Martin Lapke

The multipole resonance probe: A concept for simultaneous determination of plasma density, electron temperature, and collision rate in low-pressure plasmas

A diagnostic concept is presented which enables the simultaneous determination of plasma density, electron temperature, and collision rate in low-pressure gas discharges. The proposed method utilizes a radio-frequency driven probe of particular spherical design which is immersed in the plasma to excite a family of spatially bounded surface resonances. An analysis of the measured absorption spectrum S(ω) of the probe provides information on the distribution of the plasma in its vicinity, from which the values of the plasma parameters can be inferred. In its simplest realization, the probe consists of two dielectrically shielded, conducting hemispheres, which are symmetrically driven by an radio-frequency source, and the excited resonances can be classified as multipole fields, which allows an analytical evaluation of the measured signal. The proposed method is robust, calibration free, economical, and can be used for ideal and reactive plasmas alike.

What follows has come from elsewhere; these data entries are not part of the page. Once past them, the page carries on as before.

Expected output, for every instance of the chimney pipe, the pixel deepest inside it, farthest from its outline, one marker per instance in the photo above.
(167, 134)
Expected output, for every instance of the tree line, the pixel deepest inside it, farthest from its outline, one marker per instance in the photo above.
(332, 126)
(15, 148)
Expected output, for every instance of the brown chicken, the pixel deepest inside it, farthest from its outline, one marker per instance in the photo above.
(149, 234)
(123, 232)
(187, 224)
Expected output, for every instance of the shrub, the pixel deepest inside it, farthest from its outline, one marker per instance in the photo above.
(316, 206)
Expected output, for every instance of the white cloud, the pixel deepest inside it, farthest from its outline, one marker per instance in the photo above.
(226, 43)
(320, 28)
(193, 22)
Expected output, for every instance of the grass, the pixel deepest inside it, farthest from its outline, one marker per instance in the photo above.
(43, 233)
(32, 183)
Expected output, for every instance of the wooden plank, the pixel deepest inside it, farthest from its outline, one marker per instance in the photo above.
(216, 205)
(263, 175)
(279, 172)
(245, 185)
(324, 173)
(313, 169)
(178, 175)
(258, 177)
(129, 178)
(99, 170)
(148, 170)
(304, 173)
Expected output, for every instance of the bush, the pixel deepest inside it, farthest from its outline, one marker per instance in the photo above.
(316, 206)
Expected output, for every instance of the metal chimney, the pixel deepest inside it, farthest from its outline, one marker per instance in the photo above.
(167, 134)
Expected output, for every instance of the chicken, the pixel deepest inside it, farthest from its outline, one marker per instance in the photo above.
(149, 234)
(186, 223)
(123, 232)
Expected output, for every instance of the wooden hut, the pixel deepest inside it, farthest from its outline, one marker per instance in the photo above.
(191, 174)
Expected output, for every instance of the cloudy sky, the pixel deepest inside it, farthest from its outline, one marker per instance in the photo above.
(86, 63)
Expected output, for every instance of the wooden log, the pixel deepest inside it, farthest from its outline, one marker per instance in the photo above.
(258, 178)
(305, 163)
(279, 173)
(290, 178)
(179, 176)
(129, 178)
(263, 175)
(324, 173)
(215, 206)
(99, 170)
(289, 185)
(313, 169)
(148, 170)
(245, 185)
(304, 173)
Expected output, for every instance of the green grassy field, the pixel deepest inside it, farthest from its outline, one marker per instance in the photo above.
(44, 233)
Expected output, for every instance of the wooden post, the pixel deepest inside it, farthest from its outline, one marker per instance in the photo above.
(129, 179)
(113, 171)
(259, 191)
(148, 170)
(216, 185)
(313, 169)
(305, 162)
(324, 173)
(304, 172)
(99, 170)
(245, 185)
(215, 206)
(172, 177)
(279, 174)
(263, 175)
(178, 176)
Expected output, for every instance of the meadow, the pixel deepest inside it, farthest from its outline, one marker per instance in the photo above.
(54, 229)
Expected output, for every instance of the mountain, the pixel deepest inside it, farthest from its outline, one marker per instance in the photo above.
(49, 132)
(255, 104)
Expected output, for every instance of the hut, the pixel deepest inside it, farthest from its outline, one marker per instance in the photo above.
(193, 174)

The multipole resonance probe: characterization of a prototype

The multipole resonance probe (MRP) was recently proposed as an economical and industry compatible plasma diagnostic device (Lapke et al 2008 Appl. Phys. Lett. 93 051502). This communication reports the experimental characterization of a first MRP prototype in an inductively coupled argon/nitrogen plasma at 10?Pa. The behavior of the device follows the predictions of both an analytical model and a numerical simulation. The obtained electron densities are in excellent agreement with the results of Langmuir probe measurements.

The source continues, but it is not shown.